They finally reached Twinkle. Somehow, Nindh managed secure the sack of clothes to the saddlebags, adjust the strap on Nirya’s scabbard, fit it around her, and keep her steadied all the while. He made everything look so simple. She had trouble keeping her balance, much less trying to mount Twinkle—even with Nindh’s help.

Nirya jumped at every sound after they got underway again, but did not see anything more dangerous than the occasional bird, rabbit, or squirrel.

“So, do you want to still hear my story?” Nindh asked, his voice sounded odd contrasting with the sounds of the wood.

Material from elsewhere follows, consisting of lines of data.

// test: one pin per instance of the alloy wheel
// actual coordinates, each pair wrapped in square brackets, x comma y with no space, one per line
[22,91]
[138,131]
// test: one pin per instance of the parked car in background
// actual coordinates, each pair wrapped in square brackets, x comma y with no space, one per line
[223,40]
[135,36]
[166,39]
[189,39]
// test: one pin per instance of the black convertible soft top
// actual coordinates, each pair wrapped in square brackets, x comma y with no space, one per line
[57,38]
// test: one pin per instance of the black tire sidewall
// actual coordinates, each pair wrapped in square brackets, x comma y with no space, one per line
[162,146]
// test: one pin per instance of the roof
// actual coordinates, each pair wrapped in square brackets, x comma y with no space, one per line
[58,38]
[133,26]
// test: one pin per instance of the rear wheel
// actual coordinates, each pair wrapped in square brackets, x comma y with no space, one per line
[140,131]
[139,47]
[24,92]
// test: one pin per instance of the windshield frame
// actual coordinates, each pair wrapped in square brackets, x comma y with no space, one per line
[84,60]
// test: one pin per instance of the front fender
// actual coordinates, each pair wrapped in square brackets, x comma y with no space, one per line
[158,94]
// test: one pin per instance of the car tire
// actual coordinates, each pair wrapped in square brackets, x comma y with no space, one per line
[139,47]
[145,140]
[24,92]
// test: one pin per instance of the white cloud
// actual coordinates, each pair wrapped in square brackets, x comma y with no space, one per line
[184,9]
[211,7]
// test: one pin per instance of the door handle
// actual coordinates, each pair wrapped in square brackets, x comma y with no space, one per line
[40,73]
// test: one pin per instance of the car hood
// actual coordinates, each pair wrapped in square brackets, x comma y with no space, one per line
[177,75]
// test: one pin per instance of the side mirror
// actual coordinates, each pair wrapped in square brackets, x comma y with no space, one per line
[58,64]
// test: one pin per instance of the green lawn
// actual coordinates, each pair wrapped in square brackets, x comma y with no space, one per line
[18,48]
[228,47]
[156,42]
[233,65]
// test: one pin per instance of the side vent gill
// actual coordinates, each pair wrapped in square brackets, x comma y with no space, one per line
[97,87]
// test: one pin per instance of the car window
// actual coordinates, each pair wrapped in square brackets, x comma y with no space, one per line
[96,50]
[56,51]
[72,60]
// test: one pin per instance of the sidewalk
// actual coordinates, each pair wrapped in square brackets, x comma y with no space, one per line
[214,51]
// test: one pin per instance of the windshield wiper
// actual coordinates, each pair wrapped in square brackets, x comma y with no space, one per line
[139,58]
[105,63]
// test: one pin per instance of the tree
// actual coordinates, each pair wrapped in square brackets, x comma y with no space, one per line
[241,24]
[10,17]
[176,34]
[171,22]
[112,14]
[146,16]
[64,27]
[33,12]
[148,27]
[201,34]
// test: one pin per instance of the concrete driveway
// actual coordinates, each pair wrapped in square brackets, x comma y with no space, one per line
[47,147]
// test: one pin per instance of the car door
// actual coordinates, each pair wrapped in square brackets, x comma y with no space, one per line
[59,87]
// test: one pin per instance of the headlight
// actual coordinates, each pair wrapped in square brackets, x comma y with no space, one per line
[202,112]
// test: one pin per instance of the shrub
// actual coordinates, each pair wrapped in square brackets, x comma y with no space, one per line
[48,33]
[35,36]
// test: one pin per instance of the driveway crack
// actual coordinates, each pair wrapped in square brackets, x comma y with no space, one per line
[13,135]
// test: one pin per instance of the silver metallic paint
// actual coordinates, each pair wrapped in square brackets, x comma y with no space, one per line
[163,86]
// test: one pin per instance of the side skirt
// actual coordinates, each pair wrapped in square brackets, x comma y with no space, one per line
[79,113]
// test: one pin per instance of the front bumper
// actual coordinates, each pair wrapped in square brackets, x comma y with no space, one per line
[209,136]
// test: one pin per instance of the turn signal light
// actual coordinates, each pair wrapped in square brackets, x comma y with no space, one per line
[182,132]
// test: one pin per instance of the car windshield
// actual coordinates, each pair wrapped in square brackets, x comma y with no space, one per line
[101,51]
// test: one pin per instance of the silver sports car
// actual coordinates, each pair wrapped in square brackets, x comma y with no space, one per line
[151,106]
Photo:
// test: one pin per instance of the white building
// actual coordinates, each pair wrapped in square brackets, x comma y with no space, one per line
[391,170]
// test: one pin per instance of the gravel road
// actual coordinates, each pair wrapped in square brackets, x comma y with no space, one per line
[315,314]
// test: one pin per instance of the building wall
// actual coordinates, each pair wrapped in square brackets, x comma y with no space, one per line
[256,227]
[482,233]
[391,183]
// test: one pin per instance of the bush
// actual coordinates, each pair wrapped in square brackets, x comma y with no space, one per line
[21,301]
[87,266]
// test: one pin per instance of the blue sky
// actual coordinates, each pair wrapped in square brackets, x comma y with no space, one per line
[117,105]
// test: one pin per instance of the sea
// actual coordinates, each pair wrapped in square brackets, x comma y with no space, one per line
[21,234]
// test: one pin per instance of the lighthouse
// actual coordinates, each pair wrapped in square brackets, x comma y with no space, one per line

“I’m afraid I would not be such a great audience right now,” Nirya sighed. It was true. Her attention was firmly on blocking the pain that shot through her left leg with each of Twinkle’s steps, yet was still glad she was riding rather than walking. “I’m sorry.”

“It’s nothing to apologize for,” Nindh remarked offhandedly, but Nirya felt as if she had hurt his feelings. “We’re close to the stream if I remember correctly. Are you still up for that?”

“I can’t wait,” she replied. She would gladly bear the strain on her knee to feel clean again. Honestly, she wished she knew how Nindh could tolerate her. She probably smelled worse than a frightened skunk.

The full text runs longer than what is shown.